Comparisons with Lebanon, which like Palestine has a vast and loyal diaspora, are tempting, but actually inaccurate. Lebanese expatriates can return home at any time, and buy real estate accordingly to occupy on visits back; for Palestinian expatriates, a return home is nothing like as straightforward, sometimes impossible, and so they are loath to invest or repatriate in the same way Lebanese do. Lebanese expatriate subscription of sovereign bonds is so high that the country funds itself at prices roughly four rating notches better than it would without them; there aren’t any Palestine Authority bonds for Palestinian expats to be tempted by, partly because Palestine isn’t a recognized state and partly because it doesn’t have its own currency, and it most certainly doesn’t have complete control of its own economy.
Shawa says the diaspora can play a “massive” role in Palestine, and says they are the main reason the bank just launched its first office in the DIFC in Dubai, and will launch another in Chile next year. Repatriation of capital is a good business in its own right, and the bank has a diaspora team following clients around the world and moving towards a private banking-style offering.

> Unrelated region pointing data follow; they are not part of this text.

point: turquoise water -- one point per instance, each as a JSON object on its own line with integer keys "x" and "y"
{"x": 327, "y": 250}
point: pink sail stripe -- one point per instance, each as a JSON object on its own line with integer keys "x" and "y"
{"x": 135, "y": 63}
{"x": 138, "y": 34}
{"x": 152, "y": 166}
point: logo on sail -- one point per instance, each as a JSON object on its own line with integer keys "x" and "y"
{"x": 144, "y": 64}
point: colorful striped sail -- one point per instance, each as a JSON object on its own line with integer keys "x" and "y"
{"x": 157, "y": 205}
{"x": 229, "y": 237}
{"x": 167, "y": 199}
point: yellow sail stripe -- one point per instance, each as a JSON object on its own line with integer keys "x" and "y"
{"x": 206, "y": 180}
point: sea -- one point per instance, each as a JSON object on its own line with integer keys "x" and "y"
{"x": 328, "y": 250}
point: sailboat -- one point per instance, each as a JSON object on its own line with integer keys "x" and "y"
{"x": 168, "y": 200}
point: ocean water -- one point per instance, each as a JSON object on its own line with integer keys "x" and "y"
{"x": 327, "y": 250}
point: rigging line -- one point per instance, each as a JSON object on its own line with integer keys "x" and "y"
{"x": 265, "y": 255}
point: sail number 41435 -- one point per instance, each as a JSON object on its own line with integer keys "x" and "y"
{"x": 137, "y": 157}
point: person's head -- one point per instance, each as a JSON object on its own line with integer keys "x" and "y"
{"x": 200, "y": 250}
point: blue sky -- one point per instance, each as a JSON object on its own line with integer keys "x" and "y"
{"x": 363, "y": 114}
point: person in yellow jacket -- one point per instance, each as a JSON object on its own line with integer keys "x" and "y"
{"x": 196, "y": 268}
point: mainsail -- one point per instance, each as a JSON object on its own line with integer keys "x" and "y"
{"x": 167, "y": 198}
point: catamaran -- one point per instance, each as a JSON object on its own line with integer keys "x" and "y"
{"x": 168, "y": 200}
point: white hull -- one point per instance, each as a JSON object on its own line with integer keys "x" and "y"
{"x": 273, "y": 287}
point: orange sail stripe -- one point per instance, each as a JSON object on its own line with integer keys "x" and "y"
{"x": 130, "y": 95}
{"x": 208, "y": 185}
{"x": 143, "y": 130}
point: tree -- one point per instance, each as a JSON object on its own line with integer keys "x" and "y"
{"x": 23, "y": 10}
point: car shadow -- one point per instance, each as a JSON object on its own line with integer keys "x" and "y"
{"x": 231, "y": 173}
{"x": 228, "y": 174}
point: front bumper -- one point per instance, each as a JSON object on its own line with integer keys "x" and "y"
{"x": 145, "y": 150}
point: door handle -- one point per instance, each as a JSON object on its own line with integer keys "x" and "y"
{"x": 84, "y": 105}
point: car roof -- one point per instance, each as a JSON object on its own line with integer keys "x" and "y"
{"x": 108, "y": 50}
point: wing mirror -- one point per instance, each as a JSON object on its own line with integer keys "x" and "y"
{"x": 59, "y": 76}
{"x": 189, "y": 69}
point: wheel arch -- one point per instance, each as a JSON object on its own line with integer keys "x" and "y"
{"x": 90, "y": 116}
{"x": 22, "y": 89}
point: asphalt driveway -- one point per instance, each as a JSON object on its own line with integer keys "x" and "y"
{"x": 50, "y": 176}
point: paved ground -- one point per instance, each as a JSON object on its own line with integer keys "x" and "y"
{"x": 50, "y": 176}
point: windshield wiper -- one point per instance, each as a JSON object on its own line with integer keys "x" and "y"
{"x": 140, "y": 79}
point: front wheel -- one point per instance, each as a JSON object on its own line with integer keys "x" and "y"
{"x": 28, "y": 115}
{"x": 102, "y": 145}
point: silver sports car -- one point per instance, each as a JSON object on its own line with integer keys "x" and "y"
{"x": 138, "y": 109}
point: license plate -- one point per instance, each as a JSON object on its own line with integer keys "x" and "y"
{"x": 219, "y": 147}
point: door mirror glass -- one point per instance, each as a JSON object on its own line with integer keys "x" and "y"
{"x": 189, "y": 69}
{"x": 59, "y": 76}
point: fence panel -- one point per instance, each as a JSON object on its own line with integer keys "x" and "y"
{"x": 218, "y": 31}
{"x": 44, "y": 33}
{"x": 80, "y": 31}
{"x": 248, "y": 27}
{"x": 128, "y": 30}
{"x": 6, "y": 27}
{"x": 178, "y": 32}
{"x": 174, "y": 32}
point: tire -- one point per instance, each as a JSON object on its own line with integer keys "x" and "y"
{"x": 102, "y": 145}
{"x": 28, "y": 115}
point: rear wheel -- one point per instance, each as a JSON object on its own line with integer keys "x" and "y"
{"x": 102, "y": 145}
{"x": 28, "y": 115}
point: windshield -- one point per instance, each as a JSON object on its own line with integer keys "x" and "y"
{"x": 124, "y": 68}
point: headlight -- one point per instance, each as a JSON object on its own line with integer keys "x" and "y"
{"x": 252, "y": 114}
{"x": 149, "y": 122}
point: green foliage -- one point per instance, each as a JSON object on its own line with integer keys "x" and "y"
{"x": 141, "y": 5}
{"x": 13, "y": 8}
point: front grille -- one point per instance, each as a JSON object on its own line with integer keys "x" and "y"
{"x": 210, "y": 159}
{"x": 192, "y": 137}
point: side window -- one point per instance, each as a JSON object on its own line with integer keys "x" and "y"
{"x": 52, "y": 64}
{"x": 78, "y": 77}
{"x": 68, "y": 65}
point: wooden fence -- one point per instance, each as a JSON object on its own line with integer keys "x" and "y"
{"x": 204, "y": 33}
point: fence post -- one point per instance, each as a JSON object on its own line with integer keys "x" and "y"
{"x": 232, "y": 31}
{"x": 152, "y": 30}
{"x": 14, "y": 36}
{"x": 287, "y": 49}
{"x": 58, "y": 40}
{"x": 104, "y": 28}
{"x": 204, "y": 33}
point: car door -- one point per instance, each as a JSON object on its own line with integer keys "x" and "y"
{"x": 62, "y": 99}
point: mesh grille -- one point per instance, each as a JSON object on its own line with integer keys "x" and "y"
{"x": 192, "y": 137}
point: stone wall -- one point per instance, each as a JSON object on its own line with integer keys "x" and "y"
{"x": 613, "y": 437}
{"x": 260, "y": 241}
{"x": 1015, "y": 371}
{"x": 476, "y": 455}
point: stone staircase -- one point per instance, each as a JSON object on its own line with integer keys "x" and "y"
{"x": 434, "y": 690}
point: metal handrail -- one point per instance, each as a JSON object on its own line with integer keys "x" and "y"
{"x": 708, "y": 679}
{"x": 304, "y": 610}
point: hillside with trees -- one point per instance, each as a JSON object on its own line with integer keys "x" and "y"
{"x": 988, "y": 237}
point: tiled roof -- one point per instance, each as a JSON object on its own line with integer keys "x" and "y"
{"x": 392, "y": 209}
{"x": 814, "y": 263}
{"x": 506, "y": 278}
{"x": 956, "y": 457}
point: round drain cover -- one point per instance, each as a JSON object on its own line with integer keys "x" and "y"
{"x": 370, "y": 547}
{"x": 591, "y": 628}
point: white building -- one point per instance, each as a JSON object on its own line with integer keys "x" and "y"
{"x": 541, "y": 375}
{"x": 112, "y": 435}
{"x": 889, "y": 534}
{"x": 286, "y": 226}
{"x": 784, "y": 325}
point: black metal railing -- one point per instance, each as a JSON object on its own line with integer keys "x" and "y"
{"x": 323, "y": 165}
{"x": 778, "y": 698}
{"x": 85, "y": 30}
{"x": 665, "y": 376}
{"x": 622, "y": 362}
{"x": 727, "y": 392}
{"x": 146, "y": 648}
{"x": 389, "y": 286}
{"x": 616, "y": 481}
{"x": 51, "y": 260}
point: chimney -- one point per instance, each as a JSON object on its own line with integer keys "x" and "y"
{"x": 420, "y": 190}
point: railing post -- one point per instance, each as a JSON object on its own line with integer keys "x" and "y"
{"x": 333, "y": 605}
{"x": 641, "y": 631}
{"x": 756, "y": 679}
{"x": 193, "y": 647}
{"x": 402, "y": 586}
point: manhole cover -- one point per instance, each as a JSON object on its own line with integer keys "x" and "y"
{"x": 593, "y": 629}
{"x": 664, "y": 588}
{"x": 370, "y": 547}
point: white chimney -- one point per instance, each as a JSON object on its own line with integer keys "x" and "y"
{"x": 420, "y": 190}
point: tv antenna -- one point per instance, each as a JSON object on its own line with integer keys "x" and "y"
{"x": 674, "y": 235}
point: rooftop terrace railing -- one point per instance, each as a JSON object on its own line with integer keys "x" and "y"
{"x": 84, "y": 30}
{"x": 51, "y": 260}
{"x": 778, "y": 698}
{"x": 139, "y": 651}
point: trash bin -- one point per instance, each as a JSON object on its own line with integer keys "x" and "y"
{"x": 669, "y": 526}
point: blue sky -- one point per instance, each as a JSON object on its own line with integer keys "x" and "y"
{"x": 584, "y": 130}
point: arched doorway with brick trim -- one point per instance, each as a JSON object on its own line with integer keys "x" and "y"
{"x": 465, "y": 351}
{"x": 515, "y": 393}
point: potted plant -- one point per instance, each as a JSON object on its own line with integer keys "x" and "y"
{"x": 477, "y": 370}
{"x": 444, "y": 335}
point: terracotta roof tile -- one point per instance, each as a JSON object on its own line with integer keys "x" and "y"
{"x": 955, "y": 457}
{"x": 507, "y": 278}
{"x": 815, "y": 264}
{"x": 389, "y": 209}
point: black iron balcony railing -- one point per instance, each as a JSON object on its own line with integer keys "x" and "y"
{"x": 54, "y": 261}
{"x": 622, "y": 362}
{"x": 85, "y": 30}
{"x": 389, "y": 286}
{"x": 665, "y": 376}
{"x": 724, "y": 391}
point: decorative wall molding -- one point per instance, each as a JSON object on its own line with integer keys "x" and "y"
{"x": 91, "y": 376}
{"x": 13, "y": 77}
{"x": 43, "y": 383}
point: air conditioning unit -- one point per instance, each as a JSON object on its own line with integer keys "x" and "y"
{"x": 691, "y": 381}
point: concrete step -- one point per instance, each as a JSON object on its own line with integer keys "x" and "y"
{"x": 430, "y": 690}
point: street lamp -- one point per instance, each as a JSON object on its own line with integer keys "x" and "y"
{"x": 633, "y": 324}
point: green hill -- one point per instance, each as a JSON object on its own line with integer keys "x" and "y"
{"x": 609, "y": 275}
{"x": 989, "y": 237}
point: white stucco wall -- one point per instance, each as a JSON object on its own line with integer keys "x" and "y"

This will, no doubt, begin to attract the attention of US anti-terror and other regulatory groups, if it hasn’t already, though Shawa says his compliance and anti-money laundering departments have gone from 10 people to about 60 over the last decade. That’s increasingly necessary given Hamas’s presence in Gaza – no-one needs reminding that Arab Bank was fined heavily for one supposedly Gaza-linked account. “Hamas don’t bank with us,” he says. “We respectfully tell them: we can’t deal with you until you get your names cleared off the lists. But it is a challenge, without a doubt.”